Thirdly, the fact must be faced even by the President’s defenders that his interactions with Comey were extremely unwise, and have created an appearance of impropriety even if nothing actually wrong or illegal took place. Indeed the more I hear about these interactions the more foolish they appear to have been, with the President failing to have witnesses present to support his account of what happened, and failing to make contemporaneous notes of what he said to Comey so as to either confirm or refute what Comey says.
Given this appearance of impropriety it is neither surprising nor sinister that Special Counsel Mueller might feel that he has to look into this issue, if only to put it to rest. Here is what I said about this only yesterday
If Special Counsel Mueller really is investigating the President for obstruction of justice then the President ultimately has no one to blame but himself. His meetings with Comey were as I have repeatedly said extraordinarily unwise, and though there is no legal case for obstruction of justice on the known facts (which I am sure are all the facts there are) there is at least an appearance of impropriety which Mueller may feel he has no choice but to look into.
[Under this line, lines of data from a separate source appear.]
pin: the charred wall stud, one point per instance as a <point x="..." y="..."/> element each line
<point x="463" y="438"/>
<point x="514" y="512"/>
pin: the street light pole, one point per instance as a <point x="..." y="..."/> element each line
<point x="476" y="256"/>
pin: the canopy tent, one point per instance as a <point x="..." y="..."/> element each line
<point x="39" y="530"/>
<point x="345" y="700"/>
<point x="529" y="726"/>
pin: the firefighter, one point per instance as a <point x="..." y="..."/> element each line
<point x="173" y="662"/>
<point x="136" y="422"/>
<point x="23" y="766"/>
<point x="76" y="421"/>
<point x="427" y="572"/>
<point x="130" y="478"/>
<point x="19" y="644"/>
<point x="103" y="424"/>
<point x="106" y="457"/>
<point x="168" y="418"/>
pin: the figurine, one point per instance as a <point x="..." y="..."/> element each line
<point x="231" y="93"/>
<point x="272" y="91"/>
Having said this, in the absence of any actual legal case for obstruction of justice I cannot imagine that Mueller’s investigation will in the end do the President any real harm. Ultimately it may even be in the President’s interests to have Mueller look into this issue. If Mueller exonerates the President fully of this charge – as on the facts he is bound to do – then it is impossible to see how any impeachment based on this charge can get off the ground.
As for the allegation that the President asked Director of National Intelligence Dan Coats and head of the NSA Mike Rogers to help him get out a statement that he was not under an investigation for colluding with Russia, I am unable to see how that would amount to an obstruction of justice given that the information the President wanted Coats and Rogers to publicise was true.
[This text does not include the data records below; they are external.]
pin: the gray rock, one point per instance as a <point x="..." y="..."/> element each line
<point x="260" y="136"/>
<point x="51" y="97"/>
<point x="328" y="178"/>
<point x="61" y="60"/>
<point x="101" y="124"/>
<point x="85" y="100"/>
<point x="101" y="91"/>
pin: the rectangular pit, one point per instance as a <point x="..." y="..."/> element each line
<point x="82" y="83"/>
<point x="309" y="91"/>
The President is quite right when he says that he has been treated appallingly by his political enemies and by the media over the Russiagate affair. However if he is honest with himself he would have to admit that he has repeatedly played into his enemies’ hands, and that he has been all too often his own worst enemy. Though some of the charges which have been made against him – such as the one that he shared secret intelligence with the Russians – are totally absurd, he was wrong to sack Flynn when he did, and his handling of Comey has been nothing short of disastrous.
What the President now needs to do is to let events take their course, and to let Rosenstein and Mueller do their jobs. Since he has done nothing that remotely merits impeachment, and since it is becoming increasingly clear that none of his campaign team did anything wrong either, if he sits tight and leaves the handling of this affair to his lawyers it will in time blow over. Already there is a sense of this affair going round in circles, with what look initially like big stories – such as Kushner’s and Flynn’s idea for a backchannel to Russia – evaporating under scrutiny like mist.
The very worst thing the President could do would be to take precipitate action, for example by sacking Rosenstein and Mueller, which would merely inflame the situation, when on the basis of everything that is known about them, all that they are doing is their jobs.